Bambi vs. Godzilla, by David Mamet. Pantheon, 2006. With this collection of essays, prolific playwright and screen play writer David Mamet (Glengarry, Glen Ross; Wag the Dog) takes an amused look at “the purpose, nature, and practice of the movie business.” Quotes from Nietzsche and Aristotle link anecdotes about spoiled leading ladies and critiques of Hollywood legends. Mamet’s caustic wit, moreover, makes even the most technical passages on screenwriting shine. Both devoted cineasts and members of the peanut gallery are sure to give this book two thumbs up.

Heart-Shaped Box, by Joe Hill. William Morrow, 2007. Has-been death metal rocker Judas Coyne uses his dwindling royalties to maintain a collection of macabre curiosities. Surfing the web late one night, he comes across an ad for a suit that’s supposedly inhabited by its owner’s ghost, and moves quickly to snap it up. Little does Coyne know that the bespoke spirit was the step-father of a groupie he once scorned, and that it’s looking to revenge the girl’s suicide. A multiple award-winner for his short fiction, 35-year-old Hill has an extraordinary sense for pacing and a lyric style that transcends the slasher genre. Still, his novel is filled with spine-tingling narrative thrills worthy of his heritage: Novelist Steven King is his father.

Selected Poems, by James Fenton.
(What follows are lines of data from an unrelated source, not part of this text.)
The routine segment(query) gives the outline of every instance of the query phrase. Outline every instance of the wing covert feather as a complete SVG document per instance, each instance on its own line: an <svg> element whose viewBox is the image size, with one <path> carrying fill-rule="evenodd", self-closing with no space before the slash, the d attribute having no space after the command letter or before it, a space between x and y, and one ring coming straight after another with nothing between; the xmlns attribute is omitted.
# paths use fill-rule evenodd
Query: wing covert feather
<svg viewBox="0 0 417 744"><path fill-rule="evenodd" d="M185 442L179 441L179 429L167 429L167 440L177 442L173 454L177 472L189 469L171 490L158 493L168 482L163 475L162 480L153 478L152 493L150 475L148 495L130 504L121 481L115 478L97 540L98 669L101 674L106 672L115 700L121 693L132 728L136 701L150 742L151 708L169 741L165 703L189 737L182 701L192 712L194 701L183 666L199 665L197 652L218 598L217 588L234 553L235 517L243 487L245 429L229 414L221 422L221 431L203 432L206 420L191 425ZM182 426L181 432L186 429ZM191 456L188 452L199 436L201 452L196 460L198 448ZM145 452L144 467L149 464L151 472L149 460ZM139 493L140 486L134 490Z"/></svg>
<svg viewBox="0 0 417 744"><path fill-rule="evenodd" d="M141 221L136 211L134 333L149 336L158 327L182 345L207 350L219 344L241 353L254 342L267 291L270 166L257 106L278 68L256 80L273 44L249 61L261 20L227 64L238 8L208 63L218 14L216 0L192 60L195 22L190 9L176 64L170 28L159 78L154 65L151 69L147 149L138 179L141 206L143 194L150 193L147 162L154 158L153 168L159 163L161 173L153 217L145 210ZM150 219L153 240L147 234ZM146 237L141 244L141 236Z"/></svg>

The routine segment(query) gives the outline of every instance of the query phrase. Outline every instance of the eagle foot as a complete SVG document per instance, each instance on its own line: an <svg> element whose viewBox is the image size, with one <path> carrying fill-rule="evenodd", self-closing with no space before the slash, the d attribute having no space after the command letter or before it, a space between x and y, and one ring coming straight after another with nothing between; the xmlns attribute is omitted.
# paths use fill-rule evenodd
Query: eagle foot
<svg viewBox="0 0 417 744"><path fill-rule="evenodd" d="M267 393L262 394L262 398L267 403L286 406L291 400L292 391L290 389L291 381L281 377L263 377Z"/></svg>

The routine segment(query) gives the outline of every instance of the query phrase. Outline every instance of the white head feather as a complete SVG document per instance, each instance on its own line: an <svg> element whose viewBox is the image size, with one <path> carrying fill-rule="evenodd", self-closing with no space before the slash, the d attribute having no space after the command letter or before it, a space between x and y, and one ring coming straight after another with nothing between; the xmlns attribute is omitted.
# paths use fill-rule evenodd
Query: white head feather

Farrar, Straus and Giroux, 2006. In James Fenton’s poems, dark visions of modern life are exacted with simple diction and traditional form that seem to be the utterances of some long-ago oracle. Political oppression and the aftermath of war are treated with a cool distance that is even more chilling than hyperbole, and enriched by his first-hand experience as a war correspondent. This new collection of Fenton’s works is the perfect introduction to the British poet, who recently ended his tenure as Oxford Professor of Poetry. It provides ample evidence of his Audenesque range, and unpretentious clarity in the tradition of Larkin.